Moody’s has downgraded the credit ratings of ten US regional banks and announced it is considering a possible downgrade of six larger banks
“What we’re doing here is acknowledging headwinds — we’re not saying the banking system is broken,” said Ana Arsov, general manager of financial institutions at Moody’s.
Which banks has Moody’s downgraded and why?
The ten affected companies are all regional banks. They include: Commerce Business, BOK Financial, M&T Bank, Old National Bancorp, Prosperity Bancshares, Amarillo National Bankcorp, Webster Financial, Fulton Financial, Pinnacle Financial Partners, and Associated Bank-Corp.
Such medium-sized banks came under the spotlight in March after the collapse of Silicon Valley Bank and Signature Bank sparked an industry-wide run on deposits.
In May, First Republic Bank became the second-largest bank failure in U.S. history, with assets of $212 million, eclipsing the bankruptcy of Silicon Valley Bank and second only to the collapse of Washington Mutual in 2008.
When Moody’s announced its downgrade of 10 banks, it said the Federal Reserve’s battle against inflation with higher interest rates “continues to have a material impact on the funding and economic capital of the US banking system.”
It warned that higher interest rates have continued to drive down the value of assets owned by medium-sized regional banks, exposing them to falls in share prices if investors become frightened.
Deposits, which have been a pressure point for banks since the collapse of the SVB, are also expected to decline further as high interest rates cause customers to look elsewhere for higher yield options.
What does it mean for customers of the affected regional banks?
A downgrade affects a bank’s ability to borrow money and thus may indicate an increased risk to the customer’s money.
Financial services provider Jonathan Merry, van Moneyzine.com, told DailyMail.com, “You want to get as much information as you can to understand why the bank was downgraded and what led to the downgrade. This gives you a better picture of the bank’s stability.’
Christopher Marinac, director of research at Janney Montgomery Scottsaid the news would have little impact on customers.
“I don’t think there’s any risk.
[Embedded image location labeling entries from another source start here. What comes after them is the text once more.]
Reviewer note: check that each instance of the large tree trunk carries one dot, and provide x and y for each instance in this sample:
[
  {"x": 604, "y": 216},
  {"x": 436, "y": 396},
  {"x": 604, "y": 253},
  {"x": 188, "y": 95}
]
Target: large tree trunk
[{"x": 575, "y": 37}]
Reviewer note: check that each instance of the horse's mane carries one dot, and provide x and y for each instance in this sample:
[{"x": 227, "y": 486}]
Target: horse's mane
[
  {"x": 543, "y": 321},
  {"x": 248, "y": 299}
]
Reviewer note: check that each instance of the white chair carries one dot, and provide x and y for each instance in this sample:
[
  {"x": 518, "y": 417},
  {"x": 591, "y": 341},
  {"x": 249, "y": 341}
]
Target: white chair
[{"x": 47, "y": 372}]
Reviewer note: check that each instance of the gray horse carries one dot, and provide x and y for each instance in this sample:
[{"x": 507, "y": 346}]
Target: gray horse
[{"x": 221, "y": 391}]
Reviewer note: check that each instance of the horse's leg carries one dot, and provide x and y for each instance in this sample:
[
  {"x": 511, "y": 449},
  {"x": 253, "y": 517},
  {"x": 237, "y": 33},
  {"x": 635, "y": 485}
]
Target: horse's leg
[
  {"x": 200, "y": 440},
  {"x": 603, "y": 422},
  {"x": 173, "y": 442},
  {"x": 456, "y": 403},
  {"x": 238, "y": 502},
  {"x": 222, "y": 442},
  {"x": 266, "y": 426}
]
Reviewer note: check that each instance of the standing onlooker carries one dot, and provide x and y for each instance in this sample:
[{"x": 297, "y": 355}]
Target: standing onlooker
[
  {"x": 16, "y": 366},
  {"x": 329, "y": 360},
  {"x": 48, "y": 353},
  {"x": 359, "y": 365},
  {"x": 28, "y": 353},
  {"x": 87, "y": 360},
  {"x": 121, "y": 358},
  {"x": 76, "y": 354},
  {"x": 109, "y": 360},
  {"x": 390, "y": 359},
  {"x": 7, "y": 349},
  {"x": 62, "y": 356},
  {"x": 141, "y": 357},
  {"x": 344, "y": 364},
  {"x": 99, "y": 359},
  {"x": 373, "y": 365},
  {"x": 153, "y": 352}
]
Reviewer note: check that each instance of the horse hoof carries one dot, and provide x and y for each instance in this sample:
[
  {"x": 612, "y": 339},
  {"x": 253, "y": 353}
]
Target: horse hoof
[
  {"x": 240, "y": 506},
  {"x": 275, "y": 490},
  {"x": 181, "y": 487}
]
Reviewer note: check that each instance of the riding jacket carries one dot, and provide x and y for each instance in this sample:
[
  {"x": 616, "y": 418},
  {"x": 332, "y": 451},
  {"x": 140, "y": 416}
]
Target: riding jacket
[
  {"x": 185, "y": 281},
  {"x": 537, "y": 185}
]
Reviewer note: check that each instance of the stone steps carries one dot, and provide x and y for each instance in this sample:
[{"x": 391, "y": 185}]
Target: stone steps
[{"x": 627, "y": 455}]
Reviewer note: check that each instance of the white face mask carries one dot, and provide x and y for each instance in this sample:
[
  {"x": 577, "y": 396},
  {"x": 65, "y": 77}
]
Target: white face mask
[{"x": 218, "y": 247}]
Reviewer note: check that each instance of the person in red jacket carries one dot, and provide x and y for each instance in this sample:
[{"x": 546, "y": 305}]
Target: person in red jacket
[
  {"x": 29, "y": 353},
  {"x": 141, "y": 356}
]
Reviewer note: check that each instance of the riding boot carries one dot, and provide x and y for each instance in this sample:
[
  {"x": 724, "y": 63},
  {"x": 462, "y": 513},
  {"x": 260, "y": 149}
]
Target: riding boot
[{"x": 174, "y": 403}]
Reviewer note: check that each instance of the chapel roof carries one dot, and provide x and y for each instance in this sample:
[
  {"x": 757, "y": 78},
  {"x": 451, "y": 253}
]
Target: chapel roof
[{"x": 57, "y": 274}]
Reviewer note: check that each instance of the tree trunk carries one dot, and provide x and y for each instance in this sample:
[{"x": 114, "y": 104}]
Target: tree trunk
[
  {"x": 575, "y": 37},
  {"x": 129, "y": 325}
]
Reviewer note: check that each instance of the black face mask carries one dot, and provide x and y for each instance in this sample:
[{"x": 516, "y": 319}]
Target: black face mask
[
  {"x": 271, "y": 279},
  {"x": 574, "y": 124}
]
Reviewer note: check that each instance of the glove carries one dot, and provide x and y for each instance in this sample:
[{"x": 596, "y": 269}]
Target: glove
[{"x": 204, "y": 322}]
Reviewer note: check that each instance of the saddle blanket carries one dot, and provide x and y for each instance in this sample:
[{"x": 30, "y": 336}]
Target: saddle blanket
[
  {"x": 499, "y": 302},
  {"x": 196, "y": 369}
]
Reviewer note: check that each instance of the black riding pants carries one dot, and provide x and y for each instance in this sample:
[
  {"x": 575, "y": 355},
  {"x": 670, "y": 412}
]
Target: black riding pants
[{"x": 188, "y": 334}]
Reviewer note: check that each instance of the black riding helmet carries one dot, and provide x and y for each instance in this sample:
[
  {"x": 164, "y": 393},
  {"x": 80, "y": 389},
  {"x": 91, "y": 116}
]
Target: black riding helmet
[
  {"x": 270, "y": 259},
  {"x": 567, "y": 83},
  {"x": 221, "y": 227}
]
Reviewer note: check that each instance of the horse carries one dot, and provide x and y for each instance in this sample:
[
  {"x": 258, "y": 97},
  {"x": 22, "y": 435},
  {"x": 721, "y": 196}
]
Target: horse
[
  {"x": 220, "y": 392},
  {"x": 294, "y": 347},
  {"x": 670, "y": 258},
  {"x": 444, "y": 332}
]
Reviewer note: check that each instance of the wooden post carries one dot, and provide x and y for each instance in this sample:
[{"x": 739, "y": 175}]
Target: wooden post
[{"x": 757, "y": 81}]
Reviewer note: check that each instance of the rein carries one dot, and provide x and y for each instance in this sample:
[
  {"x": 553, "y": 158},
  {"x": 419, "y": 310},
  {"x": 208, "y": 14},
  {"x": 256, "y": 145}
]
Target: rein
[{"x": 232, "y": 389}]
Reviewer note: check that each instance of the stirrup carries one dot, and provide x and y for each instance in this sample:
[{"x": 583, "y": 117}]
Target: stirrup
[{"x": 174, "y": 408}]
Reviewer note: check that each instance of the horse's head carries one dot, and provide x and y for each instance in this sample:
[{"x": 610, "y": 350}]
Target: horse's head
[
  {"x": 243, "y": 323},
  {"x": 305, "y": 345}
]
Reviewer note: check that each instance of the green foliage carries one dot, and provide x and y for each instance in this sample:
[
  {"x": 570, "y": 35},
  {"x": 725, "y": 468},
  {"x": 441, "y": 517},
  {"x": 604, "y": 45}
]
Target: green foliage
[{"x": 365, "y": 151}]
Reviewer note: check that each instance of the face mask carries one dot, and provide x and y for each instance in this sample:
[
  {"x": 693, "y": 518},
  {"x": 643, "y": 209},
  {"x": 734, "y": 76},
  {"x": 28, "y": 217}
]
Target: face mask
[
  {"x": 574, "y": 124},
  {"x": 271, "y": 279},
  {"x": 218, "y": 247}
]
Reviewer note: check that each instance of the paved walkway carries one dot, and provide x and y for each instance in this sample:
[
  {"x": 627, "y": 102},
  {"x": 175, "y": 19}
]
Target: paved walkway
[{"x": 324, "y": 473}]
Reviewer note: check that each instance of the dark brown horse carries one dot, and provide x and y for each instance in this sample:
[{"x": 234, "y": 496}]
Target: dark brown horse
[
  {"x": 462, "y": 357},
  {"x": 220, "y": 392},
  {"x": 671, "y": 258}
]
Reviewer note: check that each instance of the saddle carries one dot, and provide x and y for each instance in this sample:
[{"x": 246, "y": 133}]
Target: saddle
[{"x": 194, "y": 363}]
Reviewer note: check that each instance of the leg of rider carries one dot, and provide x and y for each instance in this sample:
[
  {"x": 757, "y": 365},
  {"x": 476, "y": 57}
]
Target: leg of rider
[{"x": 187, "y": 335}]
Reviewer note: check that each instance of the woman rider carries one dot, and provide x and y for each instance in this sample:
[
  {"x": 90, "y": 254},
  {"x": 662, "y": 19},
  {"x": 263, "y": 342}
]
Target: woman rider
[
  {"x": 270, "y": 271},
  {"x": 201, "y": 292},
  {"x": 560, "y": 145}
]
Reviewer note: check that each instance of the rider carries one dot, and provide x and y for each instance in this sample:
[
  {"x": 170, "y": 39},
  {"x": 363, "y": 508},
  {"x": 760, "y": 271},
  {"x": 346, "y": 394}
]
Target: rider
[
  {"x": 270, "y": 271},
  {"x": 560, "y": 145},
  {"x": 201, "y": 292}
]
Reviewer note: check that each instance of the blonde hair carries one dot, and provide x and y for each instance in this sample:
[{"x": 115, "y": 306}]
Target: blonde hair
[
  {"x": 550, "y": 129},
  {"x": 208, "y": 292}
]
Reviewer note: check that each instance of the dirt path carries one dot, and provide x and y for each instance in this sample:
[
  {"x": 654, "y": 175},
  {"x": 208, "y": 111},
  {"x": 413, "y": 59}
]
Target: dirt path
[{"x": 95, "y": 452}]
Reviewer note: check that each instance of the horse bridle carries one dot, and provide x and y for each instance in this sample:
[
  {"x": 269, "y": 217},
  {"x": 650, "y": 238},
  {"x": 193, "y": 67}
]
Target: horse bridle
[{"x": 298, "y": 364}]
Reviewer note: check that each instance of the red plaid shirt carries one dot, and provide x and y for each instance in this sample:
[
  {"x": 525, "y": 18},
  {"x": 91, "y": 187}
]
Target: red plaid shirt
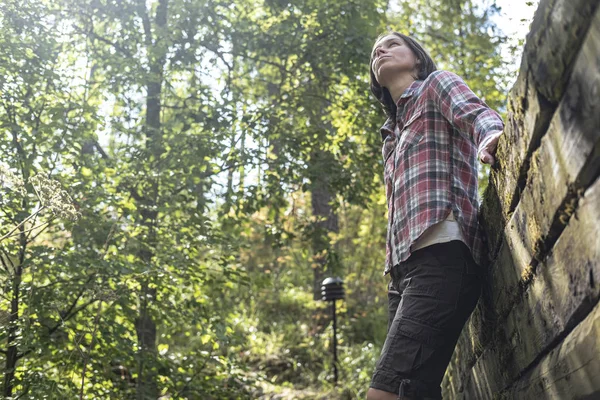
[{"x": 430, "y": 158}]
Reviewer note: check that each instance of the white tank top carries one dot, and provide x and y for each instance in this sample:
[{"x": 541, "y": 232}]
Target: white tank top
[{"x": 442, "y": 232}]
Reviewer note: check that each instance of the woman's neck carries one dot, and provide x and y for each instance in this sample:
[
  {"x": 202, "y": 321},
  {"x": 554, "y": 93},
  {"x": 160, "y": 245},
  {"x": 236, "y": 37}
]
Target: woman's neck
[{"x": 399, "y": 85}]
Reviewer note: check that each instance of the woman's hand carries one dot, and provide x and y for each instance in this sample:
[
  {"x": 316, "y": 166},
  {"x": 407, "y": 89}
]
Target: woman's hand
[{"x": 487, "y": 149}]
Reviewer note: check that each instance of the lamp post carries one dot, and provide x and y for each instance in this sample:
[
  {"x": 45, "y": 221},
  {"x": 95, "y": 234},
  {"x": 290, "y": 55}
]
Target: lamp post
[{"x": 332, "y": 289}]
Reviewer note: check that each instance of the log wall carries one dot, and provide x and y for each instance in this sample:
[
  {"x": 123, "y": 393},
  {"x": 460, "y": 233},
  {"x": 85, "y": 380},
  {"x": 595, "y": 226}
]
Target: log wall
[{"x": 535, "y": 333}]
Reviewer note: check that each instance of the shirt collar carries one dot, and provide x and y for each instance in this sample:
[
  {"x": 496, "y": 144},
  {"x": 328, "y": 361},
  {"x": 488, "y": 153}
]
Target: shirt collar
[{"x": 390, "y": 124}]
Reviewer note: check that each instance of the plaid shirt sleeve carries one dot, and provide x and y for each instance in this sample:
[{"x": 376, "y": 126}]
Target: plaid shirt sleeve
[{"x": 465, "y": 111}]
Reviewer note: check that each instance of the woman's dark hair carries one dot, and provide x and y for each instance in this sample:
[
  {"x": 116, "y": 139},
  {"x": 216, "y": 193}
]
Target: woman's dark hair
[{"x": 426, "y": 67}]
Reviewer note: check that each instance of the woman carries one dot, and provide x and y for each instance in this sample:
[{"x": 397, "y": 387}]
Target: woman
[{"x": 436, "y": 131}]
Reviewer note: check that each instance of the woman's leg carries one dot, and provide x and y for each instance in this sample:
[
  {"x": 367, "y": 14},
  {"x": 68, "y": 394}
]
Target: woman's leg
[{"x": 438, "y": 293}]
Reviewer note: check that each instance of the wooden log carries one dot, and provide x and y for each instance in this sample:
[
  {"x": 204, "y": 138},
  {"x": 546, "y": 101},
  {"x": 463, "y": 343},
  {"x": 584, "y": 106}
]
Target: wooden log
[
  {"x": 561, "y": 295},
  {"x": 556, "y": 36},
  {"x": 557, "y": 33},
  {"x": 570, "y": 371},
  {"x": 561, "y": 169}
]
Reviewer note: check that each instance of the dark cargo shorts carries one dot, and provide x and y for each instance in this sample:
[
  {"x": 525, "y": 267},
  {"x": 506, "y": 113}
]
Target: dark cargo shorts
[{"x": 431, "y": 295}]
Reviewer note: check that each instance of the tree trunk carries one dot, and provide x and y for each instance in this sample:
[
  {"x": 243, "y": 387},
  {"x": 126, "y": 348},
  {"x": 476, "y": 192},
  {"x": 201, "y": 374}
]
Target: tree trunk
[{"x": 147, "y": 385}]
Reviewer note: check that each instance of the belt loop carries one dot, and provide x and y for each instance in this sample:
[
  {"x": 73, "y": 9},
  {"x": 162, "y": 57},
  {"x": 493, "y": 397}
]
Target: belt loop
[{"x": 404, "y": 389}]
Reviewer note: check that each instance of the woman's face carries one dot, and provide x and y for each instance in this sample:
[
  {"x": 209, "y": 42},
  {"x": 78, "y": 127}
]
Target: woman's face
[{"x": 390, "y": 57}]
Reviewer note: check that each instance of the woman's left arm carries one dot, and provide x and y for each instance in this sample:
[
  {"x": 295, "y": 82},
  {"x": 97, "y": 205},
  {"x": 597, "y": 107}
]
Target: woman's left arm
[{"x": 467, "y": 112}]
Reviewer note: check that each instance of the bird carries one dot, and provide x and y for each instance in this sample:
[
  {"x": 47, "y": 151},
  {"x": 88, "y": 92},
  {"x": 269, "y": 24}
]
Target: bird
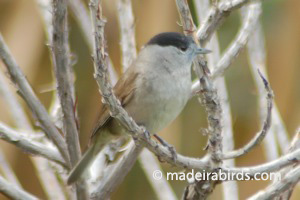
[{"x": 153, "y": 90}]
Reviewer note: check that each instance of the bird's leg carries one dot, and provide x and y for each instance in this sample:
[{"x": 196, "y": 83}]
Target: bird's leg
[{"x": 170, "y": 147}]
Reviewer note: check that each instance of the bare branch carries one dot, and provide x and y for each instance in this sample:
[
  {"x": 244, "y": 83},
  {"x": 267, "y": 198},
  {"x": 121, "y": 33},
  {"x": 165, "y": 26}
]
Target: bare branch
[
  {"x": 114, "y": 105},
  {"x": 65, "y": 88},
  {"x": 257, "y": 60},
  {"x": 212, "y": 104},
  {"x": 13, "y": 192},
  {"x": 216, "y": 16},
  {"x": 48, "y": 179},
  {"x": 60, "y": 50},
  {"x": 266, "y": 126},
  {"x": 230, "y": 188},
  {"x": 7, "y": 171},
  {"x": 32, "y": 101},
  {"x": 82, "y": 18},
  {"x": 30, "y": 146}
]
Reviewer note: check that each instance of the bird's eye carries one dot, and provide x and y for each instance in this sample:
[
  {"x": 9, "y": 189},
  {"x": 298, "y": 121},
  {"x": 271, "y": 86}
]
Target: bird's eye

You cannot expect banks to always have zero credit problems and zero losses.’
He added that customers of the affected banks could rest assured that their money is “safe.”
Should I move my money?
If you are a customer of one of the affected companies, experts recommend speaking directly with your bank.
Merry said, “Once you know the situation, you want to look at your accounts and move your money, for example, you may not want to keep all your savings in a bank that has credit problems.”
He added that a good rule of thumb for clients is to diversify their assets to reduce their exposure to risk.
Similarly, Marinac said, “What clients need to do now is talk to their banker.
‘In recent years, banks have become closer to the customer and more aware of what is going on in the economy. They can advise you on how to manage your deposits and your credit.’